Books for software engineers and managers



Office Not Required

by Jason Fried and David Heinemeier Hanson, Founders of Basecamp

Engineering Manager

How strongly do I recommend Remote?
6 / 10

Review of Remote

Remote is fundamentally a rebuttal to the most common criticisms of remote work. Rather than focus on the points and counterpoints, I mostly noted tips for improving both in person and remote work.

Are you in office, but acting  remote?

We’re in person, but still messaging people on slack, sending emails, and escaping our desk in search of quiet. What’s the point of being in person if we’re trying so hard to escape the people?

Remote engineers, show your work  often

The authors point out the primary benefit of showing your work often – as you show your work, you build trust with your manager and team.

But I want to reframe what it means to show your work and the benefit.

For an engineering team, the best form of showing your work is shipping code. Release relentlessly.

Deployment frequency is one of the four key measures of high performing engineering teams identified in Accelerate.

Clear WIP and ship. Getting code in production not only delivers customer value earlier, it builds trust within your team.

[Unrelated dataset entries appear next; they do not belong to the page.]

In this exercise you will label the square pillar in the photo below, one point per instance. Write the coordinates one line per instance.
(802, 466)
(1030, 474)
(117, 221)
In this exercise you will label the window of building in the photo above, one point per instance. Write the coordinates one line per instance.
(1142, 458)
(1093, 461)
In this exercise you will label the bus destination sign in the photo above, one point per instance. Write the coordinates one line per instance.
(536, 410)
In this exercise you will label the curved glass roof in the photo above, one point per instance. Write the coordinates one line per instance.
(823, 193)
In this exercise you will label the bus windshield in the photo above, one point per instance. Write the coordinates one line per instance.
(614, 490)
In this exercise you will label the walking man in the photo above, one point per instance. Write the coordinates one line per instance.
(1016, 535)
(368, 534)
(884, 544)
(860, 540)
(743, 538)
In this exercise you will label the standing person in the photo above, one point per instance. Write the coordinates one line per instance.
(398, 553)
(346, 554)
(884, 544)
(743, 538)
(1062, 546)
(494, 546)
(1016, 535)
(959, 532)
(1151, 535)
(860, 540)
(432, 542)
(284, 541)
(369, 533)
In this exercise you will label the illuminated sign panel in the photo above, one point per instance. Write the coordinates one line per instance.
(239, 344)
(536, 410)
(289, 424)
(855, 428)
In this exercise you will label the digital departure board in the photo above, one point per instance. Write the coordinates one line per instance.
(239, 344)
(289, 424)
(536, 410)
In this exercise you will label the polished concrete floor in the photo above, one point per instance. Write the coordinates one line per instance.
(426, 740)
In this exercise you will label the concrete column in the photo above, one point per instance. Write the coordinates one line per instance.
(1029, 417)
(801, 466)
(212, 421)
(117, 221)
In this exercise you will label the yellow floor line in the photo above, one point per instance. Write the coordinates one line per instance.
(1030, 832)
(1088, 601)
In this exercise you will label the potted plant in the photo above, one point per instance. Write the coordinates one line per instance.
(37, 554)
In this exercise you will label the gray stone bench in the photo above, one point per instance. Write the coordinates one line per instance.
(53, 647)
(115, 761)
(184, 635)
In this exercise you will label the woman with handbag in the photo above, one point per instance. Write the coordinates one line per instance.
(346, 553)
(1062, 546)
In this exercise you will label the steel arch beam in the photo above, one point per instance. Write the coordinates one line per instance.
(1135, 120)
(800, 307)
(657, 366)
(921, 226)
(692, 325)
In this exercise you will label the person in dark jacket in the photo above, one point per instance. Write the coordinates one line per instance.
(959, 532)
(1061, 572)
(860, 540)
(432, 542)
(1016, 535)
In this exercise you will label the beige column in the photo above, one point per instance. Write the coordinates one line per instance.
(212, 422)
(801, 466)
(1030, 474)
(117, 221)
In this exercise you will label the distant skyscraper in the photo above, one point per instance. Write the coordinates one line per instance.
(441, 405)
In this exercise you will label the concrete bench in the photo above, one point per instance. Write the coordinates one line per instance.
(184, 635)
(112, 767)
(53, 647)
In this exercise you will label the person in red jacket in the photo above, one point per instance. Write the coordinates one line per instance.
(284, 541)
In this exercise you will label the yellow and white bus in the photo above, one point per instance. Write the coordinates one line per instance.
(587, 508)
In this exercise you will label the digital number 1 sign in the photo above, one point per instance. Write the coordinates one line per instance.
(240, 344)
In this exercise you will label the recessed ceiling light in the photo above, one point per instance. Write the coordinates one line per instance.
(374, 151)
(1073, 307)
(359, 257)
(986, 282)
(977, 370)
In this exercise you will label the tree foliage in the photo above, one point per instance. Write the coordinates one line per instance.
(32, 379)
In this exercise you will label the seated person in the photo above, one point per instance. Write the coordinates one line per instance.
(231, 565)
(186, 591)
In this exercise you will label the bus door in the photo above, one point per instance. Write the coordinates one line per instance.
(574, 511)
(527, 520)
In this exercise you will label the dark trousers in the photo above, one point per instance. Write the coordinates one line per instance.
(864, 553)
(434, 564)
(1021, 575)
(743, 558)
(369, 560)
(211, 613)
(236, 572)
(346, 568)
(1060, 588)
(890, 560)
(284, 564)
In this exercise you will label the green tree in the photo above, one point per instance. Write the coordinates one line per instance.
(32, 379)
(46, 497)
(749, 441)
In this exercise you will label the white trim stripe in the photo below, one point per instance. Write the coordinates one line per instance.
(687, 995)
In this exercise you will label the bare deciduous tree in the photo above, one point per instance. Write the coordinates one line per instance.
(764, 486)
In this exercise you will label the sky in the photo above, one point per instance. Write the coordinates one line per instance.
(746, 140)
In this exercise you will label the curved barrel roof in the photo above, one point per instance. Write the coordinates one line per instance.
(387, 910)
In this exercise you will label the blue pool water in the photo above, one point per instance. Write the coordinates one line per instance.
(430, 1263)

Remote workers are not second class  citizens

Having managed a mixed remote and in-person team, a few of the mistakes I’ve inadvertently made against remote employees are:

  • Not inviting remote employees to ad-hoc meetings or conversations
  • Not having good audio for meetings
  • Not considering them for leadership positions
  • Forgetting about their timezone
  • Failing to send them swag or goodies that our in-person team receives

Supporting remote teammates takes a little more work, but it’s well worth it.